Alumni Vote - September 2007


Memories Still Fresh From Freshman Year

It may have been last year—or it may have been 50 years ago—but UW alumni still cherish memories of their freshman experience. About 60 alumni responded to the September Columns Vote asking what was their “most memorable” experience in their first year at the UW.

For many alumni, it was “friends, football and faculty” that they remembered the best. Others said the size of the campus made a lasting first impression. Then there were some who wrote about how they met their future spouse that memorable year.

What follows is a selection of responses.

• My most memorable experience was just the size of the campus. … I was late to my very first class at the UW because of being lost. But it did not take me long to learn my way around. What a beautiful campus!

• I remember the free doughnuts and coffee in Red Square at 8 a.m. on my first day of class at UW. And listening to the bells at Denny Hall as I went to class.

• The most memorable experience for me was UW football games as a student, standing in the student section, learning the “other” version of the UW fight song. Tearing up our free programs and throwing the shards of confetti-like paper after every touchdown. And the chills I got when I heard “HELLO DAWG FANS” followed by the booming air raid siren for the first time as a frosh. … Little did I know the girl I went to the game with is now the girl I plan on marrying.

• Living in the dorms and meeting my (now) husband across the hall. It was the most fun I’ve had in my life.

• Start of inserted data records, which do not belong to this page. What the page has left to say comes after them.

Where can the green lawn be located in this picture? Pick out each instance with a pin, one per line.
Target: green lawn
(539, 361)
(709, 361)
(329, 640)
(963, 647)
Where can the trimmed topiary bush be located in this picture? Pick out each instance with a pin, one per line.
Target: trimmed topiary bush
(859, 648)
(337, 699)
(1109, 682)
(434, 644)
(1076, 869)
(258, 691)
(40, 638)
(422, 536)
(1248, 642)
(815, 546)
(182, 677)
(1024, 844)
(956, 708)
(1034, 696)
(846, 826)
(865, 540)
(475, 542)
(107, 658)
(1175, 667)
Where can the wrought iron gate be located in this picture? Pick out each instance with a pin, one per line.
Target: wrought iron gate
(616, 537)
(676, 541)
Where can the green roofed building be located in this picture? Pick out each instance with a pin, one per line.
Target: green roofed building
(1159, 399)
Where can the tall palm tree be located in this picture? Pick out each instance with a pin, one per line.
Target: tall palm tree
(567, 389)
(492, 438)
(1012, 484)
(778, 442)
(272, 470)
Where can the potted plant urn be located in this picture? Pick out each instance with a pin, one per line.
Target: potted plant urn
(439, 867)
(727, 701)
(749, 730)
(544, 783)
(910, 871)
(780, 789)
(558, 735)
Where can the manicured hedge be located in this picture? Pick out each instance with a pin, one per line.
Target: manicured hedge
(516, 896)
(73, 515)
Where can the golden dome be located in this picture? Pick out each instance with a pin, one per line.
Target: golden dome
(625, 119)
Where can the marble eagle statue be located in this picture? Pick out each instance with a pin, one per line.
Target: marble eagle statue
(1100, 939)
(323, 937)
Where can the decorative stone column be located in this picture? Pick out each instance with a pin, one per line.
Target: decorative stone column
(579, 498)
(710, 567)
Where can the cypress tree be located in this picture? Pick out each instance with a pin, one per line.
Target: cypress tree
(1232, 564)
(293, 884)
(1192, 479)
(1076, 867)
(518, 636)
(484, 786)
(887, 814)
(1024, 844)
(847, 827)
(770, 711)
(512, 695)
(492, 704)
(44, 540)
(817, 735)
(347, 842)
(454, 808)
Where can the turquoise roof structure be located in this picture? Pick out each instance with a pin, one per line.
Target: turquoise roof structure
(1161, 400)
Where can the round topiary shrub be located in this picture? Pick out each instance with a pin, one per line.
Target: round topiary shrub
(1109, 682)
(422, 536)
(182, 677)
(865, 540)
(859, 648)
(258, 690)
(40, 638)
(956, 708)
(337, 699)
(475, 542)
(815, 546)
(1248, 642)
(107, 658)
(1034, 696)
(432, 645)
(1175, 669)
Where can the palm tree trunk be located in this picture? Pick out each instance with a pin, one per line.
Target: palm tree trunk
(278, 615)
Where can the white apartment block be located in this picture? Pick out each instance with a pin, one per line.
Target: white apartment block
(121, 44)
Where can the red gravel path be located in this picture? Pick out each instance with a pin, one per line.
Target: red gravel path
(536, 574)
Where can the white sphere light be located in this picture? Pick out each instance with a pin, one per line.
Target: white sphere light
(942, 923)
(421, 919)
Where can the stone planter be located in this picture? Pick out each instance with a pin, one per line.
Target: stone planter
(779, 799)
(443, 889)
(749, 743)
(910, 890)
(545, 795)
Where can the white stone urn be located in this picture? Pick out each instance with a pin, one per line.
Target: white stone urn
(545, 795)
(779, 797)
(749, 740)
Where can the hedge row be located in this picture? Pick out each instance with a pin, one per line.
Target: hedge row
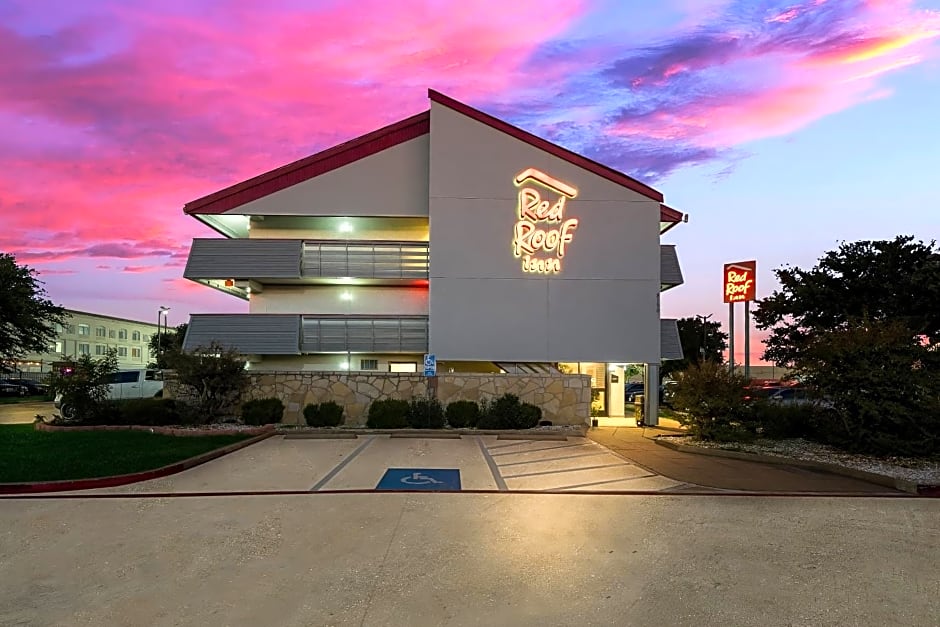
(505, 412)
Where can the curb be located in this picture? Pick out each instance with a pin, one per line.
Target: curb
(904, 485)
(314, 433)
(135, 477)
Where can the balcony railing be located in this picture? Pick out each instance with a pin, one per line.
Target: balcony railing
(293, 334)
(366, 260)
(271, 260)
(372, 334)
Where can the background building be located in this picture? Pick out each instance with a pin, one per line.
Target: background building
(453, 233)
(93, 334)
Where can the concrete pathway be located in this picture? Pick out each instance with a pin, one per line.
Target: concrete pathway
(497, 559)
(19, 413)
(727, 474)
(484, 462)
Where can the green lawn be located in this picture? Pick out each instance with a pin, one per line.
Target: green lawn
(30, 455)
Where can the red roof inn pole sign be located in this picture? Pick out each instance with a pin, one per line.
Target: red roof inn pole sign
(740, 285)
(740, 281)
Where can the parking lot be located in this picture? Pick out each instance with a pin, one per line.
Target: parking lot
(282, 463)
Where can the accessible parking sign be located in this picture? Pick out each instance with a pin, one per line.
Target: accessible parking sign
(431, 479)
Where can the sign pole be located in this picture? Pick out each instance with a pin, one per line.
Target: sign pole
(731, 336)
(747, 340)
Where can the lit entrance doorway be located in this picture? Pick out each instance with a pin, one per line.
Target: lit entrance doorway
(609, 385)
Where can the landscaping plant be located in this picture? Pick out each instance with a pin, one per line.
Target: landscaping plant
(216, 375)
(84, 386)
(711, 403)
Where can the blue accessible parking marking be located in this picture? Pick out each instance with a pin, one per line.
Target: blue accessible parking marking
(420, 479)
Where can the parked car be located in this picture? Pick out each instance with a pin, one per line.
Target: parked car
(631, 390)
(796, 396)
(124, 385)
(12, 389)
(34, 387)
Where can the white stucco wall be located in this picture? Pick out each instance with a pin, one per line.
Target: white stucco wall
(602, 306)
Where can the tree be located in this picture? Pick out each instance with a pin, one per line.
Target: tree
(881, 386)
(27, 317)
(164, 346)
(897, 280)
(861, 329)
(710, 401)
(215, 375)
(701, 341)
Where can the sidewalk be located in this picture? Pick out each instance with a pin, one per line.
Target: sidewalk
(727, 474)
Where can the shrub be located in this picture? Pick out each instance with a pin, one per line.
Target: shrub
(262, 411)
(461, 414)
(389, 413)
(530, 416)
(84, 386)
(425, 413)
(712, 401)
(217, 376)
(508, 412)
(328, 414)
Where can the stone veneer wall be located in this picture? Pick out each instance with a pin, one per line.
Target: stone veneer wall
(565, 399)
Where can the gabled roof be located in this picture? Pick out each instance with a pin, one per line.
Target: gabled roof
(553, 149)
(312, 166)
(372, 143)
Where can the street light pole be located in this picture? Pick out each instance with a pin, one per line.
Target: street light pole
(704, 334)
(161, 317)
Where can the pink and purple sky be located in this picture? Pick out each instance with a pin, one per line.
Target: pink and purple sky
(782, 128)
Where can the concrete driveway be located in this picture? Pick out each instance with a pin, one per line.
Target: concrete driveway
(469, 559)
(484, 463)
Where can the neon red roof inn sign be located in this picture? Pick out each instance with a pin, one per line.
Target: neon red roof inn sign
(740, 281)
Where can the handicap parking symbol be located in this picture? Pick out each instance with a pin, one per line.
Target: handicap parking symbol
(431, 479)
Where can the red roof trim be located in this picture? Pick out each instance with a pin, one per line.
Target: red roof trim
(668, 214)
(307, 168)
(571, 157)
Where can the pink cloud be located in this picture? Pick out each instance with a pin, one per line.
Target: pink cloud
(824, 64)
(167, 105)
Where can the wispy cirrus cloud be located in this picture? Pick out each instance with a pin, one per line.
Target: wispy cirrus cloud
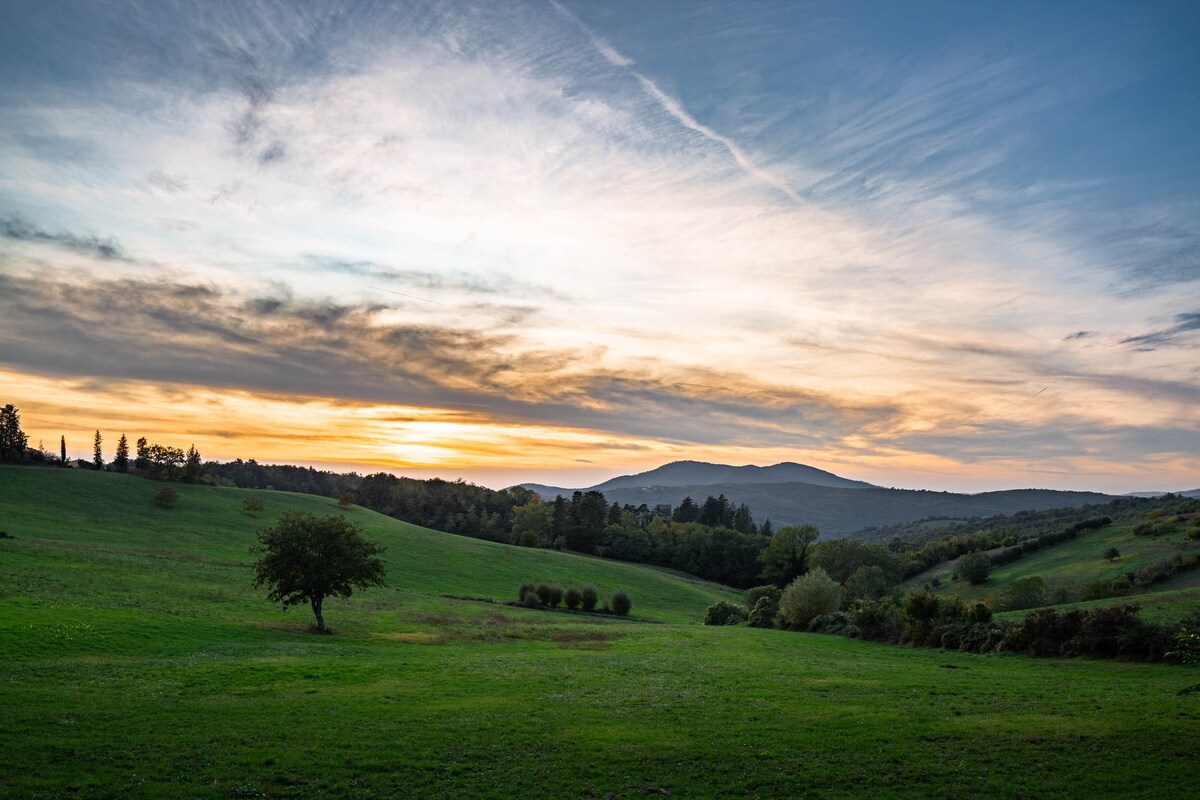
(501, 209)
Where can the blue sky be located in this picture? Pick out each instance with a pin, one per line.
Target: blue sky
(941, 245)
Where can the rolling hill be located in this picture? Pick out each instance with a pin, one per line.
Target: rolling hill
(106, 516)
(696, 473)
(1067, 566)
(139, 662)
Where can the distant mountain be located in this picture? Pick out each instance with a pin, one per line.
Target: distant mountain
(697, 473)
(840, 511)
(1189, 493)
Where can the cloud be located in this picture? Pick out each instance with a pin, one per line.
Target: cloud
(17, 228)
(203, 335)
(1185, 323)
(677, 110)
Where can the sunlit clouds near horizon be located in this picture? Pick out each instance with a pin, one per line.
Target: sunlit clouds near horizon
(955, 248)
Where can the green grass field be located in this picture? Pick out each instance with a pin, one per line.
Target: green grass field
(139, 662)
(1074, 563)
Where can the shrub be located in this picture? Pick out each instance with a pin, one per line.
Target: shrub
(1187, 649)
(810, 595)
(868, 583)
(978, 613)
(1099, 589)
(725, 613)
(837, 624)
(875, 619)
(771, 593)
(1025, 593)
(975, 567)
(527, 590)
(919, 612)
(622, 603)
(167, 497)
(763, 613)
(588, 599)
(984, 637)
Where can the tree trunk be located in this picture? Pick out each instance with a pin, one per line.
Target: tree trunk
(316, 611)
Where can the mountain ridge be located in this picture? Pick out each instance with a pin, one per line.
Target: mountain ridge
(700, 473)
(838, 507)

• Having to type letter- and grammar-perfect term papers on an IBM Selectric and not make any mistakes—or use Liquid Paper—because one of the teachers threatened an F if we did have errors.

• Being in a Freshman Interest Group was the memory that I remember most. I am still friends with some of the people I met there. Looking back, I think of it as a very valuable experience to integrate me into the UW community.

• I headed up to the fourth floor of Haggett and knocked on my assigned dorm room door. I didn’t really expect anybody to answer so imagine my shock when the door opened and there stood a 6-foot-tall blonde female. The only thing I remember saying was, “So, you must be my new roommate.” This girl ended up being one of the original punk rockers on the Ave. She had a real presence about her. She dressed like a punk rocker back when that was anything but the norm. She was also a highly talented athlete, swimming for the UW all four years. We had a lot of fun together and I treasure her friendship to this day.

• My biggest thrill was being invited to chat after classes with my political science professor, Fouad Ajami. When I showed up a couple days later, the sofa in his office was already a place filled with fellow students. He unselfishly shared opinions and listened to us. For a small town Bremerton-boy like myself this was eye-opening! He is now famous among Middle Eastern scholars and I couldn’t be happier.

• It was during the era of Vietnam War protests. When I arrived on campus that first week, I found that students were barricading the entire campus! Students were standing with their arms linked, forming a living circle around the perimeter of the campus. I was so naive—I didn’t know what to do and how I was supposed to get to my first classes. Of course, the protesting students allowed me through and I did find my way to my classes. But it was a scary and turbulent time.

• There was a general campus strike in protest of the Vietnam War and, when a student demonstration on South Campus turned unruly, the Seattle Police Department broke up the assembly and drove students off campus and along N.E. 40th Street. Some of the students tried to elude the police by entering the lobby of Lander Hall. We dormies were fearful that the police would invade the dormitory following the demonstrators. It was a very tense moment, and one that made me think deeply about our precious civil liberties.